During the 2018 season, he played in 11 games and was named on the Phil Steele Magazine's second-team Freshman All-American, the Third-team All Big Sky and the Co-recipient of the Hauck Family Special Teams Players of the Year Award. He finished the season with 607 kick return yards and one touchdown on 22 attempts.

During the 2019 season, he played in and started all 14 games as the team's returner and was named on the Phil Steele Magazine second-team All-American, the HERO Sports first-team sophomore All-American, the ROOT Sports Big Sky Special Teams Player of the Week after his Week 4 game performance against Monmouth, the Phil Steele Magazine Preseason third-team All-Big Sky and he set the new program record with 882 kick return yards.

During the 2020 season, he played in both two games and was named on the College Football America's 2020 FCS Starting Lineup. He finished the season with 70 kick return yards on two attempts.

During the 2021 season, he played in 12 games and was named the Hauck Family Special Teams Player of the Year, the HERO Sports and Phil Steele Second-Team All-America kick returner, the STATS FCS Third-Team All-America kick returner, the First Team All-Big Sky kick returner, on the Preseason All-Big Sky, on the Phil Steele 1st-team Preseason All-America, on the Phil Steele 1st-team Preseason All-Big Sky, the Athlon Sports Preseason All-America, the HERO Sports Preseason All-American team and on the HERO Sports Preseason All-Big Sky. He finished the season with 488 kick return yards and two touchdowns on 16 attempts.

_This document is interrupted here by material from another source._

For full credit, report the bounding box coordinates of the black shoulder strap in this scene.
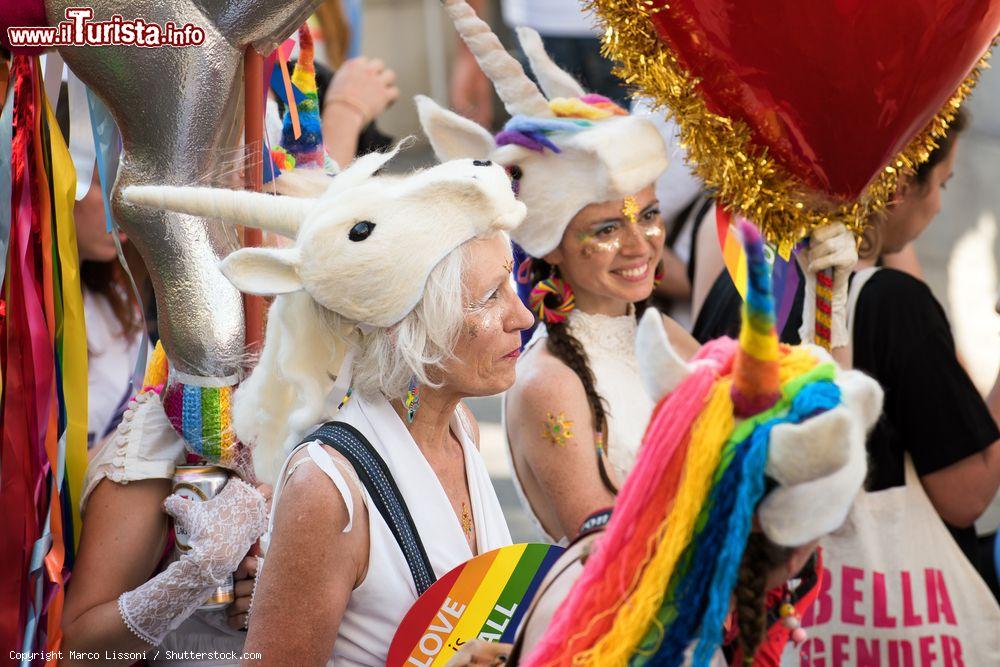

During the 2022 season, he played in all 13 games and set the NCAA record for having seven kick return touchdowns, earned the second-team FCS All-America honors from Stats Perform and Phil Steele Magazine and was named on the second-team All Big Sky. He finished the season with 615 kick return yards and two touchdowns on 20 attempts.

==Professional career==

Pre-draft measurables
| Height | Weight | Arm length | Hand span | Wingspan | 40-yard dash | 10-yard split | 20-yard split | 20-yard shuttle | Three-cone drill | Vertical jump | Broad jump | Bench press |
| 5 ft 11+3⁄8 in (1.81 m) | 193 lb (88 kg) | 32+3⁄8 in (0.82 m) | 8+1⁄4 in (0.21 m) | 6 ft 3+1⁄4 in (1.91 m) | 4.52 s | 1.58 s | 2.60 s | 4.38 s | 7.13 s | 34.0 in (0.86 m) | 10 ft 0 in (3.05 m) | 12 reps |
All values from NFL Combine/Pro Day

===New Orleans Saints===
Flowers was signed by the New Orleans Saints as an undrafted free agent on May 2, 2023. He was released by New Orleans on June 15.

===Seattle Seahawks===
Flowers was signed by the Seattle Seahawks on August 22, 2023. He was waived by the Seahawks as part of preliminary roster cuts on August 27.

===Edmonton Elks===
On September 18, 2023, Flowers was signed to the Edmonton Elks of the Canadian Football League. He was released by the Elks on October 10.

===Las Vegas Raiders===
On October 11, 2023, Flowers was signed to the Las Vegas Raiders' practice squad. He was released by the Raiders on October 17.

===Edmonton Elks (second stint)===
On February 1, 2024, Flowers was re-signed to the Edmonton Elks. After playing in the first two games of the Elks' season in June, Flowers was released on July 7.